The Times got past the veto of silence again to report on how parents can lose their children for smoking pot.

● NPR refused to let stonewalling stop them from exposing what South Dakota child welfare does to Native American children.


● For a brilliant examination of a case filled with shades of gray, check out this series from The Boston Globe. When it was published, more than half of the hundreds of comments – and most were surprisingly civil – disagreed with my own point of view. But it’s on this list because it is comprehensively reported, beautifully written, and gives readers the information we need to make up our own minds.

But you don’t have to be a big news organization to override the veto of silence:

● The Kansas City Star produced this brilliant series. They overrode the veto of silence by starting where so many former foster children wind up: in jail.

● The Philadelphia Daily News, a small paper in a big city, did this storyAnd this oneAnd this one.

● The reporter who would go on to expose the Flint water crisis did this story for Detroit’s alternative weekly Metro Times about what typical child welfare agencies do in typical cases.

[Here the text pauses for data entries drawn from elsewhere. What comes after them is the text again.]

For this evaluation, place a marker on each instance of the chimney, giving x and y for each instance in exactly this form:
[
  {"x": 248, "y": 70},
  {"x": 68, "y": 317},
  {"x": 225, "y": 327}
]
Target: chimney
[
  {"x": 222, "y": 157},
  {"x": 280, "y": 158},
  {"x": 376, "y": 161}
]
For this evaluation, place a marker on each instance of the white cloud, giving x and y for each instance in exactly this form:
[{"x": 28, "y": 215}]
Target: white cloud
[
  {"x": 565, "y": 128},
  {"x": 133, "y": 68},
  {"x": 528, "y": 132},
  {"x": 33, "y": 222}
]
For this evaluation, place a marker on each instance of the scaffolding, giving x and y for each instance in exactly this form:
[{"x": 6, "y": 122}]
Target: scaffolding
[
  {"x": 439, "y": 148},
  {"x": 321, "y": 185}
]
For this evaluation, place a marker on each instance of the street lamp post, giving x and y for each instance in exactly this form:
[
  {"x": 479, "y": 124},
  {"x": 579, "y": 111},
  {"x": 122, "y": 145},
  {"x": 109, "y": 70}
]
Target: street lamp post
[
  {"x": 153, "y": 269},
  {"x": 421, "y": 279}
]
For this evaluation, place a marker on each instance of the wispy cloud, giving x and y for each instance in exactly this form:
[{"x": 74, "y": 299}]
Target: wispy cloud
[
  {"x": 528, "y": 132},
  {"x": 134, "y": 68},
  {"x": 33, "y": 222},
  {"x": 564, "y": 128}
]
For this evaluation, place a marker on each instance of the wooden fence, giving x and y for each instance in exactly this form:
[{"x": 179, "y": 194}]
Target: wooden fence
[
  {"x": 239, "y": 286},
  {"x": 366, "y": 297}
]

● And this story from the Cedar Rapids, Iowa, Gazette. And this one. And this one.

● And this series from the Sun News in Myrtle Beach, South Carolina.

It’s not just print reporters who do good work. 

● There’s this story from WXYZ-TV in Detroit. (There were many more from WXYZ, but broadcast websites tend to be less good about keeping their stories online.)


And then there’s what happened when the Biloxi, Miss. Sun-Herald ran into the veto of silence. Instead of backing down they made how secrecy harms families the theme of a six-part series.


When reporters cave in to child welfare’s veto of silence it’s usually not because there’s no way to get around it.  Usually, it’s because they don’t want to get around it.